Spiegare una tragedia come l’Olocausto ai bambini e alle bambine è una delle sfide educative più delicate e importanti da affrontare. Come si può parlare del “Giorno della Memoria”, di un’epoca così distante e oscura per l’umanità, senza spaventarli ma facendoli riflettere?
il 27 gennaio, è una giornata non solo per commemorare, ma soprattutto per imparare. Imparare che anche negli abissi più profondi della storia, dove l’orrore sembra prevalere, l’umanità è in grado di mostrare una luce incrollabile, fatta di coraggio, resistenza e speranza.

Riteniamo fondamentale che i bambini e le bambine possano avvicinarsi a queste pagine della storia attraverso strumenti adatti alla loro età: i libri e le giuste parole. Sono loro i ponti che li connettono al passato, permettendo di comprendere senza traumi la complessità degli eventi.

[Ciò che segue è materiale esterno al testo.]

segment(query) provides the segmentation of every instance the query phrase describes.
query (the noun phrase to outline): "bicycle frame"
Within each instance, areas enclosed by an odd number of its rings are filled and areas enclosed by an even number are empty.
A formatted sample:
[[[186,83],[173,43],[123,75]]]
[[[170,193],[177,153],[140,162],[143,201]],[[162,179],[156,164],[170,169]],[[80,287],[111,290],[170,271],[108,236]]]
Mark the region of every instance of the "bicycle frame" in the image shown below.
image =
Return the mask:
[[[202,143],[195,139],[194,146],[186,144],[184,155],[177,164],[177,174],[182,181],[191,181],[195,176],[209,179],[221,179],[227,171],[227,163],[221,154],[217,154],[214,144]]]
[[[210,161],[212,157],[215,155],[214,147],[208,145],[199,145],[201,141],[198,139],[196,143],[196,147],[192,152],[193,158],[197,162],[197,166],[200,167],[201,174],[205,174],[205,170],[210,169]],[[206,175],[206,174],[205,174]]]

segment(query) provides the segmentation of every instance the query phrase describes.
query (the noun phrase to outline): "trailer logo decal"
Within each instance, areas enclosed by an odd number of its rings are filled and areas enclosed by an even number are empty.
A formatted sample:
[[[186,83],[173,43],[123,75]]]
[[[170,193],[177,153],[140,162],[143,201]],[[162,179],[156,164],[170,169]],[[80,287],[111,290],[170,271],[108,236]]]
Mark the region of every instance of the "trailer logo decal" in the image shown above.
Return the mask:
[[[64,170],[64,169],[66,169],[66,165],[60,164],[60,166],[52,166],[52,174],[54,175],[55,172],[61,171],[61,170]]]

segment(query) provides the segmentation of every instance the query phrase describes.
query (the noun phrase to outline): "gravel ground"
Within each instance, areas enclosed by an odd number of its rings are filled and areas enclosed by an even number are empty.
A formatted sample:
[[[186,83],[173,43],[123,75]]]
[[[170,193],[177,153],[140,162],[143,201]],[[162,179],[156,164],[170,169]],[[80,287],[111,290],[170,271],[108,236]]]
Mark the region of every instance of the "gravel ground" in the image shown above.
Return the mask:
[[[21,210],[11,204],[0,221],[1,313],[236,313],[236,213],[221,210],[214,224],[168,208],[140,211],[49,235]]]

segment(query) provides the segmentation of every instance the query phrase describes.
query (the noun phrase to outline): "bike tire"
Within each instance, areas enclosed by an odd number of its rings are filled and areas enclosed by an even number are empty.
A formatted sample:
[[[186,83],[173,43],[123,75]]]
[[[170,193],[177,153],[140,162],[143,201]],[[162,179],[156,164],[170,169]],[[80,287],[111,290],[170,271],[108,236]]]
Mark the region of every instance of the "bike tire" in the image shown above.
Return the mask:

I libri dello scaffale “Semi di Memoria” rappresentano proprio questo: un prezioso scrigno di storie che custodiscono ricordi, emozioni e insegnamenti. Ogni pagina è un invito a non dimenticare, a non voltarsi dall’altra parte. La memoria, infatti, è il vero tesoro che nessuno potrà mai portarci via, un patrimonio immateriale che si trasmette di generazione in generazione.
Nel Centro della Cultura per l’Infanzia – Acclavio Kids attraverso le letture, abbiamo l’opportunità di:
- Viaggiare con Hana, scoprendo la sua incredibile storia.
- Ascoltare il violino di Alma, una melodia di speranza e resilienza.
- Guardare oltre il filo spinato con Bruno e Shmuel, esplorando l’amicizia oltre le barriere.
- Tenerci per mano con Andra e Tati, due piccole anime capaci di infondere coraggio.
Queste narrazioni non sono solo biografie, ma veicoli di valori universali: l’empatia, la tolleranza, il rispetto per la diversità. Il nostro impegno è chiaro: coltivare il seme dell’amore, dell’unione e della fratellanza. Vogliamo che questi “semi” germoglino nelle menti e nei cuori dei nostri giovani lettori. Perché solo attraverso la conoscenza del passato possiamo costruire un futuro più giusto e libero da pregiudizi e violenze.
Insieme, possiamo fare la differenza. Leggiamo, ricordiamo, educhiamo.